Enjoy the wkend coming,
Kind regards. 
Ciao, Margi.


----------



## Harry Cobean (Jul 5, 2012)

Margi Cintrano said:


> Firstly, your Shrimp look very Cádiz - Huelva, Andalusia ... Gorgeous  langostinos blancos = wild White Prawns ... and then, the Central American Papaya ...
> 
> Then moving on to the curry & fresh veggies, looks quite interesting ... I shall jot it down ... and give it a try next week for an Office Lunch.
> 
> ...


looks can be deceiving i'm afraid margi.the prawns are malaysian organically farmed(allegedly!) & the papaya is a jamaican sunrise....far superior to the brazilian gold imo.the cherries are from the usa,the apricots from france,the baby aubergines are egyptian & the courgettes north wales!.so a truly international as well as healthy platter!
have a fab weekend too
harry


----------



## Harry Cobean (Jul 5, 2012)

Margi Cintrano said:


> Firstly, your Shrimp look very Cádiz - Huelva, Andalusia ... Gorgeous langostinos blancos = wild White Prawns ... and then, the Central American Papaya ...
> 
> Then moving on to the curry & fresh veggies, looks quite interesting ... I shall jot it down ... and give it a try next week for an Office Lunch, however, I prefer real ingredients without the packages. I do not suffer from high cholest. or high blood pressure. As a true fact, I have very low blood pressure and low cholest. like my Mom, and she is 95.
> 
> ...


hi margi
i replied before i saw your full post.the kara is real,practically the same ingredients as a can of coconut milk,just more filtered water & less coconut.in the absence of a palm in the garden i guess i have to run with the packaging.i too have healthy levels of cholesterol/blood pressure but eat healthily as a maintenance measure.we are indeed lucky,my mum is 97 & only has an aspirin each day for a bit of arthritis.in fact i must phone her now or she'll shout at me!
ciao
harry


----------



## CWS4322 (Jul 5, 2012)

I am unfamiliar with Kara--is it a coconut-milk based product?


----------



## Margi Cintrano (Jul 5, 2012)

Buonasera Harry,

Yes, quite a global dish ! 

Our prawns are local from Huelva primarily or Cádiz ... Papaya from The Dominican Republic, Brazil and Mexico ... or the Canary Islands ... 

We do not import cherries ( we have a large crop in Valle de Jerte in Extremadura ) and Apricots from Almeria & southern Murcia on the southeast coast. 

Most of our aubergines and corgettes ( eggplants and zucchini ) are also from Almeria and Valencia or Sicilia. 

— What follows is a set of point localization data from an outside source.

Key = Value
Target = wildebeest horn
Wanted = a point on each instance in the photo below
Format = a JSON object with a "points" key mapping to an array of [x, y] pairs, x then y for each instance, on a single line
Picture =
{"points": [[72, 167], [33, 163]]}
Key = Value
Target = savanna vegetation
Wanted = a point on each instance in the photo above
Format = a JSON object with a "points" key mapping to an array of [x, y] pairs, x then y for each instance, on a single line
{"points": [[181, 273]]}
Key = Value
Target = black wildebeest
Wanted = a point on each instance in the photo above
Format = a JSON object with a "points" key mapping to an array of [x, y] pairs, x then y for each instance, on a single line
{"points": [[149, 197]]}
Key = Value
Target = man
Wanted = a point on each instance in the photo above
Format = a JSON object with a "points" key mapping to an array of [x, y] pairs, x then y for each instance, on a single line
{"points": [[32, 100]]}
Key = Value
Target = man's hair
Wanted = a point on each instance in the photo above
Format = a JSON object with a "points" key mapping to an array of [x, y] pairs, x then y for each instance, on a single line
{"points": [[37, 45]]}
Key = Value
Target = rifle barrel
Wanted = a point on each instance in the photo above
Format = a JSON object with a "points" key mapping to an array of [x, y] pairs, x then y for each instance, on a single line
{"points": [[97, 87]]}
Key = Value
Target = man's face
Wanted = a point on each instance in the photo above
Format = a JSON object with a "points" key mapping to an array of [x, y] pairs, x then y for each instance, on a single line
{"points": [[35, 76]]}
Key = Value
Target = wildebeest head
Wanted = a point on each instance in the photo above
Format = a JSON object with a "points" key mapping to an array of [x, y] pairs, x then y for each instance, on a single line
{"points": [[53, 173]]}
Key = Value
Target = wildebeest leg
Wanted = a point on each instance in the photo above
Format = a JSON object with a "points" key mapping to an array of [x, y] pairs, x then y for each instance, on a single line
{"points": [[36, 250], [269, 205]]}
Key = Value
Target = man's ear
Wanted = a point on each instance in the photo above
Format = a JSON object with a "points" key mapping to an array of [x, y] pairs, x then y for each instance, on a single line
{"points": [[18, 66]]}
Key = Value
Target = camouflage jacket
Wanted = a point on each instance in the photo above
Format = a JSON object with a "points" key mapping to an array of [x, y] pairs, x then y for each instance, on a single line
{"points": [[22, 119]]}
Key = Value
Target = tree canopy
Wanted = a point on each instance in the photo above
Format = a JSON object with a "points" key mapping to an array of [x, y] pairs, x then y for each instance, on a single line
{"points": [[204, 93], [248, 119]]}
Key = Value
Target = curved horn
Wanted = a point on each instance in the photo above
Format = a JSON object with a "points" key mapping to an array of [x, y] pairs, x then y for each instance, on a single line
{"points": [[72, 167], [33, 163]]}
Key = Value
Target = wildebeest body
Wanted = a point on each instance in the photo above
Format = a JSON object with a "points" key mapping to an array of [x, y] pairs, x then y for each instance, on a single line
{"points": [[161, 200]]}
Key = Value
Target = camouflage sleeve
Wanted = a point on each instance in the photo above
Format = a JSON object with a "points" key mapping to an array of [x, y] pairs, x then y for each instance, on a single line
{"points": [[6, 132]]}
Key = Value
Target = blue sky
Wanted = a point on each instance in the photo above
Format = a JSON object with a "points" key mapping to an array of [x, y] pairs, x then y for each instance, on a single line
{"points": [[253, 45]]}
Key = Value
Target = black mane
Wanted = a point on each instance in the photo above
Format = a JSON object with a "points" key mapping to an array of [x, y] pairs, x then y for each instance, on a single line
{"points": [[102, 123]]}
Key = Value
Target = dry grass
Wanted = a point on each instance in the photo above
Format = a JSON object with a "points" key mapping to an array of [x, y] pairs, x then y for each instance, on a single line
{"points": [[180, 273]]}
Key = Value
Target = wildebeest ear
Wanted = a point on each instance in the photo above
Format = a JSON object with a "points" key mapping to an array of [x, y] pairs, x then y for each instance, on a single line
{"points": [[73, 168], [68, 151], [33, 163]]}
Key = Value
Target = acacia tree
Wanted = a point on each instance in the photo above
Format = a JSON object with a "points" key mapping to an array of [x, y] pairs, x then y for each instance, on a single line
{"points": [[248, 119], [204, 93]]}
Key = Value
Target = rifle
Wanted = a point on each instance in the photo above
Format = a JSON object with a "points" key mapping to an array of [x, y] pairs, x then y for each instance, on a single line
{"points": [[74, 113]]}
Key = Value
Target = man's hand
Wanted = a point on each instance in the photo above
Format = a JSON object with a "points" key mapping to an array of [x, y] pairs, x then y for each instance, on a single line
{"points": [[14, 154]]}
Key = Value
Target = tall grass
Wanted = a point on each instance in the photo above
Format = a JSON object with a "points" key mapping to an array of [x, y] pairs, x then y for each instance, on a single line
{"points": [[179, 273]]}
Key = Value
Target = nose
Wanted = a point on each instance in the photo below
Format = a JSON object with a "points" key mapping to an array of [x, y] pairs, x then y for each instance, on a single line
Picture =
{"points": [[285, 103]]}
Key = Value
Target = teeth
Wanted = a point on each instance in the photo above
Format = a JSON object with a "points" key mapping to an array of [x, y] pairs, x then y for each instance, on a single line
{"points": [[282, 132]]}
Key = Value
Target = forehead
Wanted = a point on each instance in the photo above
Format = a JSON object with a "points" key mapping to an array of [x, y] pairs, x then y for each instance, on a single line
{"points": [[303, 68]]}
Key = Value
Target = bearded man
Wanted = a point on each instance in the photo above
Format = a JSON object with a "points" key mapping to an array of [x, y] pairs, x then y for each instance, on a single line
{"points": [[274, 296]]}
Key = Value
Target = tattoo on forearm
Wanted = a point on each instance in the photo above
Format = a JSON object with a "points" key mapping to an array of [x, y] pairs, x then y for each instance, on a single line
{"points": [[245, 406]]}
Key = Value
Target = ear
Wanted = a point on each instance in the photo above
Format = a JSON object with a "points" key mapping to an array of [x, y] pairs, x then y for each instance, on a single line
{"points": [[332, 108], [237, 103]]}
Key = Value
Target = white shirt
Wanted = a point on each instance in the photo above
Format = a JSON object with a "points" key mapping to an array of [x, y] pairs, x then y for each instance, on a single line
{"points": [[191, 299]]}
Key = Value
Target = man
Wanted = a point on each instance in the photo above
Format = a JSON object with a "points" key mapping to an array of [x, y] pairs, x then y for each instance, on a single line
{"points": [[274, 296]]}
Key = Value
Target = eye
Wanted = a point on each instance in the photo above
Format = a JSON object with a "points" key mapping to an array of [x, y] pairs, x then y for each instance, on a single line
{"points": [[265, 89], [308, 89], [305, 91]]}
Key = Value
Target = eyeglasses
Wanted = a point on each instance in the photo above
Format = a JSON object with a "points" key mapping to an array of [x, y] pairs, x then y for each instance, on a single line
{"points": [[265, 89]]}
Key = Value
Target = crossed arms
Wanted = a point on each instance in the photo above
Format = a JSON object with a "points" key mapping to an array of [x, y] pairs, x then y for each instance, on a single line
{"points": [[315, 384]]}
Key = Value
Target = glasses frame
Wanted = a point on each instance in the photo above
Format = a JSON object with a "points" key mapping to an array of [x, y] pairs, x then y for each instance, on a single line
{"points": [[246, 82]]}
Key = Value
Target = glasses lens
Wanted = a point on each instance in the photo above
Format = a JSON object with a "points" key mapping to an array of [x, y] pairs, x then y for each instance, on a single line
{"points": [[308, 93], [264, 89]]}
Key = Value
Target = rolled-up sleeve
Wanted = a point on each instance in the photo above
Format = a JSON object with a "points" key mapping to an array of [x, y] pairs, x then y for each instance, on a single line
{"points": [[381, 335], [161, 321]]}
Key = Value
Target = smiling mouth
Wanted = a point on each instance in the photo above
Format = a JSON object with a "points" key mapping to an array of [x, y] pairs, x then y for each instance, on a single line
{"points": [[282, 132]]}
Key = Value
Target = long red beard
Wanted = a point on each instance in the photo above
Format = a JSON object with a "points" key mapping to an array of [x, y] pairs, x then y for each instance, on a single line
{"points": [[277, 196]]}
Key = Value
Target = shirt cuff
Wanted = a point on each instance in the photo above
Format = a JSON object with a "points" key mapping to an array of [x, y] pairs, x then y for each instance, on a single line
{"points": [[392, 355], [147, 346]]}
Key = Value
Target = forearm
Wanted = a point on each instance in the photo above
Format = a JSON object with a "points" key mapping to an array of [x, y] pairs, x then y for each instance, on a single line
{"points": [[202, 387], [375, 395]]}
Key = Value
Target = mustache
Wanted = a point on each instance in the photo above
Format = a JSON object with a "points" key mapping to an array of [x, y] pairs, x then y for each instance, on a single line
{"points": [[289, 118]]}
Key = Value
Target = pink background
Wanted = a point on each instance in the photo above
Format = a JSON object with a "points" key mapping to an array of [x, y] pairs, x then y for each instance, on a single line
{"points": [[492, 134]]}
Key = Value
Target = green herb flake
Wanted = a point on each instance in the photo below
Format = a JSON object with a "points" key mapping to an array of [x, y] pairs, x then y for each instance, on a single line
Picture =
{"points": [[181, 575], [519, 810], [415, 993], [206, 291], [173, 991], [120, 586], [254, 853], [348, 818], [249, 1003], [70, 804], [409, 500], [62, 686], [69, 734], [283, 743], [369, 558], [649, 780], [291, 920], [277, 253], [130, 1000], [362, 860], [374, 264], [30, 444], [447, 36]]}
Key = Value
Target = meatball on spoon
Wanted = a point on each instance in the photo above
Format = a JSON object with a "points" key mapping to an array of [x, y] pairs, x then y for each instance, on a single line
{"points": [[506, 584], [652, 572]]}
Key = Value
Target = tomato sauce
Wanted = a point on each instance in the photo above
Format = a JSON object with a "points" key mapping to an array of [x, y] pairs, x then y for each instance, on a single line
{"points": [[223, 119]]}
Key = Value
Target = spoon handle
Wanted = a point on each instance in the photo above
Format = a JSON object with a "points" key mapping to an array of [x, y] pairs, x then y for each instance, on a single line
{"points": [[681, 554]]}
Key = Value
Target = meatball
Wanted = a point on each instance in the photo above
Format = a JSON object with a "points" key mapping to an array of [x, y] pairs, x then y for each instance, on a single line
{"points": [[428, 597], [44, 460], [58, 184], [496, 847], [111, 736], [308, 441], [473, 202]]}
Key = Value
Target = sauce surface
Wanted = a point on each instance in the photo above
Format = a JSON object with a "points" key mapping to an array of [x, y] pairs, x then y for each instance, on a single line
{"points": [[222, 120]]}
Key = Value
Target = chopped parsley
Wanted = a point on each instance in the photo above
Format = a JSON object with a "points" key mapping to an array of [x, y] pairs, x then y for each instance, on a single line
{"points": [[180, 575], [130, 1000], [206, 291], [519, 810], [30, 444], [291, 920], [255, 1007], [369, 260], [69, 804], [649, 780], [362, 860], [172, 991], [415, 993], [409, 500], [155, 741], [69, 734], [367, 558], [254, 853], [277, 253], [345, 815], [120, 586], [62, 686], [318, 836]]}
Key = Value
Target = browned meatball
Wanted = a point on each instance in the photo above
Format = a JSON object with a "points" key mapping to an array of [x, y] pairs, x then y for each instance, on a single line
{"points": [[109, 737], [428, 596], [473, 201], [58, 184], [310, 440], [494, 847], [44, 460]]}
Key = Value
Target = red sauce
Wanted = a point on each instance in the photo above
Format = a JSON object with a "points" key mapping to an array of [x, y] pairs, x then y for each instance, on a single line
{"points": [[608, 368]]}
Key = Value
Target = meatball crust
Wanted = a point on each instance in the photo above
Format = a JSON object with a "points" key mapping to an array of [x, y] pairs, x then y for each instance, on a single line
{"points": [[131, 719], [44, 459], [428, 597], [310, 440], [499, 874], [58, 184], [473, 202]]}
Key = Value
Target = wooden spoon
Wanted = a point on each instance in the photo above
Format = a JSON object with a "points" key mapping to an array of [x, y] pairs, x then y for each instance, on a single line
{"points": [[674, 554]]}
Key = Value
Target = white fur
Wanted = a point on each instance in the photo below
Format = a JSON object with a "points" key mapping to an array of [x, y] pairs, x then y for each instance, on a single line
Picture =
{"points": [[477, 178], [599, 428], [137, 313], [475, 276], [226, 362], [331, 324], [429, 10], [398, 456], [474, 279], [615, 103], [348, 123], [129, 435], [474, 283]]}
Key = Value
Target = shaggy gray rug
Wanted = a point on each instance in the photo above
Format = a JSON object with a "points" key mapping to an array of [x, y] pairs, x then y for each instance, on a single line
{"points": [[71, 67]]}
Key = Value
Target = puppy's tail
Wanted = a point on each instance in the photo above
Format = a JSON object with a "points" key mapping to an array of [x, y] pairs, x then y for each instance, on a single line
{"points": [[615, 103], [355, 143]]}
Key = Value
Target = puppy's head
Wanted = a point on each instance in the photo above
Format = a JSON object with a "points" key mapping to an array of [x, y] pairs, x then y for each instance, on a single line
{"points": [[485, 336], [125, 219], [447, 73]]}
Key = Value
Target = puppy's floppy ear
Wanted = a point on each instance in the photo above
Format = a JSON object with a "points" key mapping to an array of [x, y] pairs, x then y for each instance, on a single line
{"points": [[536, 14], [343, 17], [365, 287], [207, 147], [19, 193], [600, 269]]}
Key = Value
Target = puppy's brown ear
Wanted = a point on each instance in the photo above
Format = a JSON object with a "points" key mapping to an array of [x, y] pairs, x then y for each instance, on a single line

In Italia, Sicilia is aubergine country as well Basilicata & southern Puglia in the southeast Adriatic. 

This is a good recipe for an office lunch ... 
It is interesting that Spain primarily imports fruit from its former discoveries in the Americas and Caribe and the same for the UK ... 

We export a tremendous amount of warm climate sub tropical fruit to Belgium, Holland, France, Germany and the Scandinavian Countries as well. 

I doubt we have this Kara Product; and I am highly allergic to Soy ... Does Kara have Soy in it ?  

What could I substitute ? Real Coconut Milk from the Canary Islands ?

Thanks for your interesting import story. 
Ciao.
Have nice evening.
Margi.


----------



## Harry Cobean (Jul 5, 2012)

CWS4322 said:


> I am unfamiliar with Kara--is it a coconut-milk based product?


sure is cws,freshly pressed coconut.canned coconut is a mixture of coconut & water,i think kara keep the calories/fat down by having a higher %age of water,i use it wherever i would have used milk in the past.only real dairy i eat is in cheese & yogurt:
Kara Dairy Free | Home |
there are a few recipes on the site,hope you can find some over there,i like it!


----------



## Harry Cobean (Jul 5, 2012)

Margi Cintrano said:


> I doubt we have this Kara Product; and I am highly allergic to Soy ... Does Kara have Soy in it ?
> 
> What could I substitute ? Real Coconut Milk from the Canary Islands ?
> 
> ...


hi margi
i would normally use "regular" canned coconut in my curries but sometimes i use kara to be ultra healthy.if you click on the link that i posted in my reply to cws it states "soy,cholesterol & lactose free & suitable for coeliacs etc" so i guess it covers all corners.it doesn't have the depth of flavour that canned coconut has which is why i add a pinch of sugar to my curry & some corn starch for consistency.don't know about canary island coconut milk.are you sure it is produced there?.i've been to most of the islands & have seen plenty of coconut palms but mainly as decorative plants.apparently they rarely fruit & when they do,bear few nuts.maybe it's imported from the african mainland & packaged there?.my favourite brand is dunns river which is produced in the "far east"
ciao
harry


----------